I can confirm that my battery is fully charged, and subsequent to this I can continue to do more moves without battery running low.
Please see examples below, when switching between skills, sometimes the board reboots, or the servos jerk?!
In the first round of WriteInstinct.ino, it saves all the constants to the board if you select "y". Without "no line ending", your input "y" is parsed as "y\n" and is different from "y":
"y\n" is not equal to "y"
So the required constants are not saved to the board. The robot will still try to read but only gets some uncultured numbers in the memories.

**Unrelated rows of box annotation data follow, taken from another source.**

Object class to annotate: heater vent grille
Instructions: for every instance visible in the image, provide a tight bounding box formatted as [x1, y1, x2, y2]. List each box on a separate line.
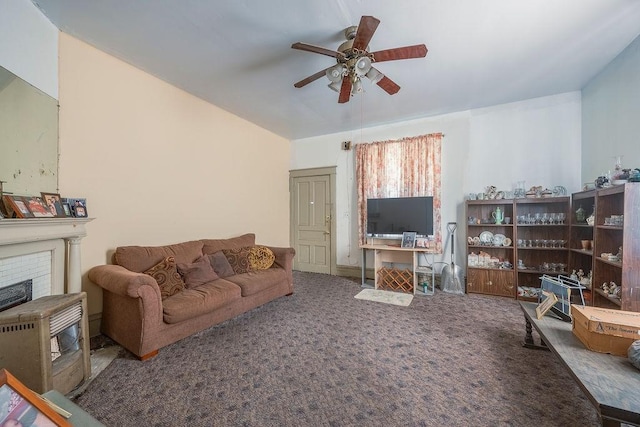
[0, 322, 36, 334]
[49, 301, 82, 337]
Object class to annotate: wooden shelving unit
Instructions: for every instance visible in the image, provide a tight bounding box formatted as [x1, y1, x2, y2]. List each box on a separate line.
[584, 183, 640, 311]
[466, 197, 570, 301]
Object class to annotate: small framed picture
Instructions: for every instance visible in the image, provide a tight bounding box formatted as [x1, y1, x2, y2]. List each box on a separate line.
[416, 237, 430, 248]
[3, 194, 33, 218]
[402, 231, 416, 248]
[40, 193, 70, 217]
[24, 196, 56, 218]
[62, 202, 73, 216]
[61, 198, 89, 218]
[0, 369, 71, 427]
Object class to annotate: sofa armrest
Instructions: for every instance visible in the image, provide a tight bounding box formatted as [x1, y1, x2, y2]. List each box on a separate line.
[267, 246, 296, 272]
[89, 265, 162, 301]
[267, 246, 296, 293]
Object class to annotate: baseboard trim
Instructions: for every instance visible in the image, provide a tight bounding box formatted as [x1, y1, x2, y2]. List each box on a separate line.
[89, 312, 102, 337]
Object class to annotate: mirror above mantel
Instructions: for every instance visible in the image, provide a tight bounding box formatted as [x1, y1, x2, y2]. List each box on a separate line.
[0, 66, 58, 196]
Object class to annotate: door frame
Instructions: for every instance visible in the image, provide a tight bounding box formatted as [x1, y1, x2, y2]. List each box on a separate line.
[289, 166, 338, 275]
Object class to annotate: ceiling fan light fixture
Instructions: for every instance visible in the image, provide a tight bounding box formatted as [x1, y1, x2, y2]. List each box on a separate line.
[353, 56, 371, 76]
[325, 64, 346, 83]
[365, 67, 384, 84]
[327, 81, 342, 93]
[351, 79, 364, 95]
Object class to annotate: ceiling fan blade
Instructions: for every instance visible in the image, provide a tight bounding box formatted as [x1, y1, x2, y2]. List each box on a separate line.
[372, 44, 427, 62]
[294, 67, 331, 89]
[291, 42, 344, 58]
[353, 16, 380, 50]
[377, 76, 400, 95]
[338, 76, 352, 104]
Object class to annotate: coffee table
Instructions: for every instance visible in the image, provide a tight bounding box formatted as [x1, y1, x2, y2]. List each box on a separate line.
[520, 301, 640, 426]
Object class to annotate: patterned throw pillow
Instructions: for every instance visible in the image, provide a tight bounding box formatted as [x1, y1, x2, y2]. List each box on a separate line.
[144, 256, 185, 299]
[249, 246, 276, 270]
[178, 255, 218, 288]
[209, 251, 236, 279]
[222, 246, 251, 274]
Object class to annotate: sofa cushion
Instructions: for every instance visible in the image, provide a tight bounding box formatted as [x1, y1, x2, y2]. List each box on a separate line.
[225, 268, 287, 297]
[249, 246, 276, 270]
[201, 233, 256, 254]
[177, 255, 218, 288]
[162, 279, 240, 323]
[113, 240, 203, 273]
[144, 257, 185, 300]
[207, 251, 236, 279]
[222, 246, 251, 274]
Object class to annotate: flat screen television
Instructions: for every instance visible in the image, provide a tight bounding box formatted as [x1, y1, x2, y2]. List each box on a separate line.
[367, 196, 433, 237]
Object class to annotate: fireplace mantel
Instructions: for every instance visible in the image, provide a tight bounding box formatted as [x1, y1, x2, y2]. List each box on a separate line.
[0, 218, 93, 293]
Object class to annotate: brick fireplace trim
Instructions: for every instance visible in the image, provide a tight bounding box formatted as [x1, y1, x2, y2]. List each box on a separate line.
[0, 218, 93, 294]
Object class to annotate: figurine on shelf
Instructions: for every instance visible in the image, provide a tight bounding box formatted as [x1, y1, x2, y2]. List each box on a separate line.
[569, 269, 579, 282]
[576, 206, 585, 224]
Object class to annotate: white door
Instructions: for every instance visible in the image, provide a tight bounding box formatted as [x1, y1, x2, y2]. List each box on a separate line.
[291, 175, 332, 274]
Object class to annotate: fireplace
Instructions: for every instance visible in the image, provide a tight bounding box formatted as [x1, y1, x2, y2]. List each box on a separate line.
[0, 218, 92, 300]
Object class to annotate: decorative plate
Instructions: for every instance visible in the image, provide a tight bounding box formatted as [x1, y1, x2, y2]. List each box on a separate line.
[492, 234, 507, 246]
[480, 231, 493, 245]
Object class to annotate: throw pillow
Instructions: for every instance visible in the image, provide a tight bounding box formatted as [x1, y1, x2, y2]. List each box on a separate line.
[249, 246, 276, 270]
[222, 246, 251, 274]
[209, 251, 236, 279]
[178, 256, 218, 288]
[144, 256, 185, 299]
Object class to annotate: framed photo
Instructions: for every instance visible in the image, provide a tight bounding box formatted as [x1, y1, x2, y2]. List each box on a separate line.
[401, 231, 416, 248]
[40, 193, 66, 218]
[23, 196, 56, 218]
[0, 369, 71, 427]
[61, 198, 89, 218]
[62, 202, 73, 216]
[416, 237, 431, 248]
[3, 194, 33, 218]
[536, 291, 558, 320]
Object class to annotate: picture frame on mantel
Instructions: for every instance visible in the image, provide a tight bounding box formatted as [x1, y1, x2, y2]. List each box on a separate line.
[40, 192, 66, 218]
[2, 194, 33, 218]
[0, 369, 71, 427]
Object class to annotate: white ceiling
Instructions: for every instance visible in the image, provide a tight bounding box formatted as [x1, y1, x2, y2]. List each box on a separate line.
[33, 0, 640, 139]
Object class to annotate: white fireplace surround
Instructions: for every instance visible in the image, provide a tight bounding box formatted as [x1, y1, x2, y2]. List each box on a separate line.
[0, 218, 93, 295]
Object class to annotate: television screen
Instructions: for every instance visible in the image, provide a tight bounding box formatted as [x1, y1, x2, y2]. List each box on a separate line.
[367, 197, 433, 236]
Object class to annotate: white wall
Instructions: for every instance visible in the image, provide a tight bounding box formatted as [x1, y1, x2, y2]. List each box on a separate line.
[0, 0, 58, 99]
[59, 33, 290, 320]
[582, 33, 640, 182]
[291, 92, 581, 266]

For the second question, I'm not quite sure about your problem because I rarely see it. Maybe another video will help to elaborate.
AHHHHHHHH I missed that part of "no line ending", my bad!! Thank you Li for the prompt reply.
However, may I ask why skipping "no line ending" would cause the board to "reboot", or servos to jerk? After I fixed this, the default skills can perform as expected. HOWEVER, when I switch between skills, occasionally I still experience the board to "reboot" and I have to call for that skill a second time before it can perform. Some internal current surge in real world therefore it deviates from theory?
Before you enter the 'y's in the serial monitor for WriteInstinct.ino, have you set the serial monitor as "no line ending" and the baud rate as 115200?
What does the serial monitor print when you press the buttons? Do you have a screenshot?